# This notebook aims to identify sections of audio containing target vocalization, and sections which do not contain the target vocalization. 

__proxy for target vocalisation:__ 
- Audio from a section of a recording contianing target vocalizaition, and taken from within the same timestamp as the tag. 
- Audio from a recording with tagging method 'no restrictions' AND taken from within tag timestamp of the target species. 

__proxys for NOT target vocalization__
- Audio from a recording with tagging method '1SPM' AND there is no target species tag in the recording
- Audio from a recording with tagging method '1SPM' AND there is an target species tag in the recording AND the sample is taken from before the start of the target species tag. 
- Audio from a recording with tagging method 'no restrictions' AND taken from inbetween tags of the target species. 

In [1]:
import sys
from pathlib import Path
import pandas as pd
BASE_PATH = Path.cwd().parents[1]
sys.path.append(str(BASE_PATH / "src" / "data"))  # for clean_csv and train_test_split
sys.path.append(str(BASE_PATH / "src"))  # for utils
from utils import *

In [2]:
%load_ext autoreload
%autoreload 2

In [3]:
df = pd.read_pickle(BASE_PATH / "data"/"processed" / "train_set" / "train_set.pkl")
df_lite = df[keep_cols]
osfls = df_lite.loc[df.species_code == 'OSFL']

### What's the distribution of the different tagging methods?

In [4]:
df.task_method.value_counts(dropna=False)

task_method
1SPT                        201904
1SPM                        178249
NaN                          50291
1SPM Audio/Visual hybrid      2530
Name: count, dtype: int64

#### 1SPT = 1 sample per task <br> 1SPM = 1 sample per minute
- If the tagging method is 1SPT then the time interval is the duration of the recording.
- In each case, the audio before the onset of the target species vocalization can be treated as audio which does not contain the target audio. 
- In the 1SPM recordings, there are additional sources of the negative target, found between the start of each minute, and the onset of the target vocalization within that minute. 
- Initially the two classes will be treated the same, since audio for the null class isn't scarce. 

### What about the 'None' method?
- The 'None' method, or sections of the dataframe without a string value for the tagging method, are tasks without a restriction on the number of tags. These can be used as a source of positive and negative class recordigs. 

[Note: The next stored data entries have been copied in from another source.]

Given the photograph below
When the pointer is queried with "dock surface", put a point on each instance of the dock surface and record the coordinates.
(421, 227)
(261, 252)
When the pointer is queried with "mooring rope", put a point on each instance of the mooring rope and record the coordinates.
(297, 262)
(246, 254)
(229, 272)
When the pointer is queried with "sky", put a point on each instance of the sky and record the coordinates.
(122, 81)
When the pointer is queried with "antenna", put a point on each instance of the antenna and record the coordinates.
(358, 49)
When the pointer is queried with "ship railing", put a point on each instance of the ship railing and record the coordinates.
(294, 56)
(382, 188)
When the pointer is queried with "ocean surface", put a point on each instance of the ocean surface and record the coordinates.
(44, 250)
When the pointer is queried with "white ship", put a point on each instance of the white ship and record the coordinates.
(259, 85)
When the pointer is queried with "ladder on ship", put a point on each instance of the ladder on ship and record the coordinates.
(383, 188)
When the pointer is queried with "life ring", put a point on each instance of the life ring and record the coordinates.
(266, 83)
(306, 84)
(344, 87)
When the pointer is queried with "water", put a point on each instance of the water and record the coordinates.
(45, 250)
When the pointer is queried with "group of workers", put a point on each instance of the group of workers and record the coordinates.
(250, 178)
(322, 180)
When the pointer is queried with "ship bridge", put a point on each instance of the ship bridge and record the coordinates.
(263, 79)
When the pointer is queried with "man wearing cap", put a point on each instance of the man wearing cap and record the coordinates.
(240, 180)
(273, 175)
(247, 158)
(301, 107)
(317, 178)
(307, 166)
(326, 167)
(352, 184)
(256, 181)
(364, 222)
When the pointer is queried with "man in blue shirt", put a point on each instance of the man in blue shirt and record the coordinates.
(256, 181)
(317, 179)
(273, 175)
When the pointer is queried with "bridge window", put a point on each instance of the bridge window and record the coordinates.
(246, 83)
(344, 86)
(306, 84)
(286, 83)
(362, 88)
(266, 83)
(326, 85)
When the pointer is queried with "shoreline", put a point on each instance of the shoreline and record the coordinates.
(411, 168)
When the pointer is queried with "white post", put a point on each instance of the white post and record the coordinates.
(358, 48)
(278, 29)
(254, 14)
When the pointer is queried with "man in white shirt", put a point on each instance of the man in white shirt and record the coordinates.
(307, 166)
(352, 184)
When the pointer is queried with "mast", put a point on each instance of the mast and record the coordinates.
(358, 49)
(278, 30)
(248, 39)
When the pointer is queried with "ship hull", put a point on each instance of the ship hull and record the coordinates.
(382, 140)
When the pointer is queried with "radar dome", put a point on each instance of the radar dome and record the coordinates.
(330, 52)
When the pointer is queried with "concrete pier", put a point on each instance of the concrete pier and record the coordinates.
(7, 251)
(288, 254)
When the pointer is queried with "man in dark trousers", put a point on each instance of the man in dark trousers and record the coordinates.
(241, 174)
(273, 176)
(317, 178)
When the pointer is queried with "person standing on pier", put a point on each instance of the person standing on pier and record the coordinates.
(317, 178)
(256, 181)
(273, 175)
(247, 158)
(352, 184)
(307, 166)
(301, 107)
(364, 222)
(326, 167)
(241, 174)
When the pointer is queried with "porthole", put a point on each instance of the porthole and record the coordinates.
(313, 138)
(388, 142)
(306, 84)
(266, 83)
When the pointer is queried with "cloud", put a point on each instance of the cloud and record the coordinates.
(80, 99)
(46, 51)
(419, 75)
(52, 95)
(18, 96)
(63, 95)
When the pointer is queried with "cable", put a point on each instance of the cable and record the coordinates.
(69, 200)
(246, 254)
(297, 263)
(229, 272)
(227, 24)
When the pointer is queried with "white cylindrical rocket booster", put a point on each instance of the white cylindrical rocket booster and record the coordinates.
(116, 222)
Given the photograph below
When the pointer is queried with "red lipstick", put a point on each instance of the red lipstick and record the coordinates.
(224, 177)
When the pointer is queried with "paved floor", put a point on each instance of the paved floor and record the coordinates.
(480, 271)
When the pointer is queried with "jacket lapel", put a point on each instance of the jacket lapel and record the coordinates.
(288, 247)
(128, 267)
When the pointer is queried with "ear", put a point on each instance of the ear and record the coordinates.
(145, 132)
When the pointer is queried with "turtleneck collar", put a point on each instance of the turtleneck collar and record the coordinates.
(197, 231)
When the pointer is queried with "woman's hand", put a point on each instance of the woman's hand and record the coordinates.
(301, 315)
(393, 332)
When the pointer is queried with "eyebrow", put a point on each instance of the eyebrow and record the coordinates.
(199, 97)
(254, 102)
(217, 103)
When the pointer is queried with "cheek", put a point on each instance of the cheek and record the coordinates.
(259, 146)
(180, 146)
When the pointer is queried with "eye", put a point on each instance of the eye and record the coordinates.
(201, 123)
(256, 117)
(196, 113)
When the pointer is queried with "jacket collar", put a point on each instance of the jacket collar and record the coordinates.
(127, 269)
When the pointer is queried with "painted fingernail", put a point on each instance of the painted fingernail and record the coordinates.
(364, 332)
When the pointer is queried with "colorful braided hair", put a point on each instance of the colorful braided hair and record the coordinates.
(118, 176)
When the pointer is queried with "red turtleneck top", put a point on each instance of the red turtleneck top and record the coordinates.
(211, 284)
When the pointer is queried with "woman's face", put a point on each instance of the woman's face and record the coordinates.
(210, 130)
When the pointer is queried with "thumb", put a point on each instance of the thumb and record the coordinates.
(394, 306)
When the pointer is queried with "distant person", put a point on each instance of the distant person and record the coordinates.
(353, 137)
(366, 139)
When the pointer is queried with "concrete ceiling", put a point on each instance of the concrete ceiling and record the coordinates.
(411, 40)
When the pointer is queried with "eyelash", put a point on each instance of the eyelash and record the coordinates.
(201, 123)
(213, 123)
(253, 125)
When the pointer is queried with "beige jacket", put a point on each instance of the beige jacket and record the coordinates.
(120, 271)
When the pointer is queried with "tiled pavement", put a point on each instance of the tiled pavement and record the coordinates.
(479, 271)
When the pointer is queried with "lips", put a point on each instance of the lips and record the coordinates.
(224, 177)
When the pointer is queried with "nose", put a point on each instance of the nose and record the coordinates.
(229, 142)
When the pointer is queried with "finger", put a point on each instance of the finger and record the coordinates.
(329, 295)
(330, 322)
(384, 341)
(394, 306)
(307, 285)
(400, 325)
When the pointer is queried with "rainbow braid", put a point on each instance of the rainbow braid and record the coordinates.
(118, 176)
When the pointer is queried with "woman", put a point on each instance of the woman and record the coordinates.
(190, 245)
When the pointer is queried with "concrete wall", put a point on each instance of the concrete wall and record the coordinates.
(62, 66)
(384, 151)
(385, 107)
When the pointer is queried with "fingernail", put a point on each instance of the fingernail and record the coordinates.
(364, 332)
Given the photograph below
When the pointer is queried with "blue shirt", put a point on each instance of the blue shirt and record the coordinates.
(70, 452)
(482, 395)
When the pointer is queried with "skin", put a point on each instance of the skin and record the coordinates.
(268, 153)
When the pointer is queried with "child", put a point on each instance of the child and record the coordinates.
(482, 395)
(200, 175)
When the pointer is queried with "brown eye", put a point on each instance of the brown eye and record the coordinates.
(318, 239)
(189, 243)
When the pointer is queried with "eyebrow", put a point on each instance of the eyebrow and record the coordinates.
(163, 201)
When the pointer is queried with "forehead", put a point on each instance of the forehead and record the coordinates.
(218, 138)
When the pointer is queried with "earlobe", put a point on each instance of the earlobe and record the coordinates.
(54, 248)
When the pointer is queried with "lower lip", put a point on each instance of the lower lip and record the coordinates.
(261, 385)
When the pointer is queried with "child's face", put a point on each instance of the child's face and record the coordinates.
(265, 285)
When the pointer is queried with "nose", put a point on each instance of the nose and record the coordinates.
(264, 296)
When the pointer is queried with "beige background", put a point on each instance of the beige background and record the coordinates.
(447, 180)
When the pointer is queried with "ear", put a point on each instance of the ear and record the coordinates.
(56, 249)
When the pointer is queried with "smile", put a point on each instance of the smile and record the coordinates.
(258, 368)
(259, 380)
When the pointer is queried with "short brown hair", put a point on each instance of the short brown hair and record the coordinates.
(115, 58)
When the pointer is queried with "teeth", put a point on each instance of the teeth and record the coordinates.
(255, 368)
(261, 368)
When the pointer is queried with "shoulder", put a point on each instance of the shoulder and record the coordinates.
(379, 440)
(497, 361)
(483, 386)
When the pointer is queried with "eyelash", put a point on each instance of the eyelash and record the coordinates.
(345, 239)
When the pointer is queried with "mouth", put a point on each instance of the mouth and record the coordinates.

## How many recording files are there in the training set?

In [5]:
unique_recordings = df.recording_id.unique()
recordings_containing_target_species = osfls.recording_id.unique()
print(f"{unique_recordings.shape} unique recordings, {recordings_containing_target_species.shape} recordings with the target species present.")

(54416,) unique recordings, (2967,) recordings with the target species present.


### Look at how to group df by recording and keep the other info
- recording ids and urls are all the same for each tag entry in the database. 
- It would be useful to have the database indexed by recording ID, and have the species tag, clip start/stop time etc stored as a list per recording. That way we could see the timestamps of all the clips for one recording. 

- Using an aggregate function, we can pass a dictionary into the groupby function so that different columns are grouped differently. This way we can end up with a list of all the target species start stop times per recording. 

In [6]:
target_species = 'OSFL'
filtered_df = df.loc[df.species_code == target_species]
grouped = filtered_df.groupby('recording_id').agg({'recording_url': 'first', 'detection_time': lambda x: list(x), 'tag_duration': lambda x: list(x), 'file_type': 'first'})
grouped

Unnamed: 0_level_0,recording_url,detection_time,tag_duration,file_type
recording_id,Unnamed: 1_level_1,Unnamed: 2_level_1,Unnamed: 3_level_1,Unnamed: 4_level_1
4396,https://wildtrax-aru.s3.us-west-2.amazonaws.co...,"[27.28, 95.9]","[0.83, 1.18]",mp3
4399,https://wildtrax-aru.s3.us-west-2.amazonaws.co...,"[32.63, 82.51]","[1.33, 1.11]",mp3
4427,https://wildtrax-aru.s3.us-west-2.amazonaws.co...,"[106.56, 122.66]","[1.0, 0.84]",mp3
4429,https://wildtrax-aru.s3.us-west-2.amazonaws.co...,"[31.11, 74.7, 139.78]","[1.38, 2.19, 1.29]",mp3
4446,https://wildtrax-aru.s3.us-west-2.amazonaws.co...,"[13.63, 74.88, 126.6]","[1.05, 0.89, 0.8]",mp3
...,...,...,...,...
826329,https://wildtrax-aru.s3.us-west-2.amazonaws.co...,[15.06],[0.54],flac
826352,https://wildtrax-aru.s3.us-west-2.amazonaws.co...,[6.7],[0.95],flac
826374,https://wildtrax-aru.s3.us-west-2.amazonaws.co...,"[4.11, 16.04]","[0.96, 0.88]",flac
826375,https://wildtrax-aru.s3.us-west-2.amazonaws.co...,"[2.16, 48.0]","[0.66, 0.83]",flac


In [19]:
grouped.loc[grouped.index < 4427]
grouped['filename'] = grouped.index.astype(str) + file_type

NameError: name 'file_type' is not defined

# First let's build a dataset by downloading only the recordings which contain the target species
### This dataset will also be accompanied by a dataframe with the file path as its index. 

In [9]:


import download_recordings
audio_save_path = Path(BASE_PATH / "data" / "raw" / "recordings" / "OSFL")
audio_save_path.mkdir(parents=True, exist_ok=True)
download_recordings.from_url(df, 'recording_url', audio_save_path, target = 'OSFL', n=10)
osfls['recording_url'].iloc[0]

downloading 10 clips
skipped 10 previously downloaded files


'https://wildtrax-aru.s3.us-west-2.amazonaws.com/d587fac1-ae78-4729-b816-5e6eaf5a5c9e/255412.mp3'

In [None]:
import opensoundscape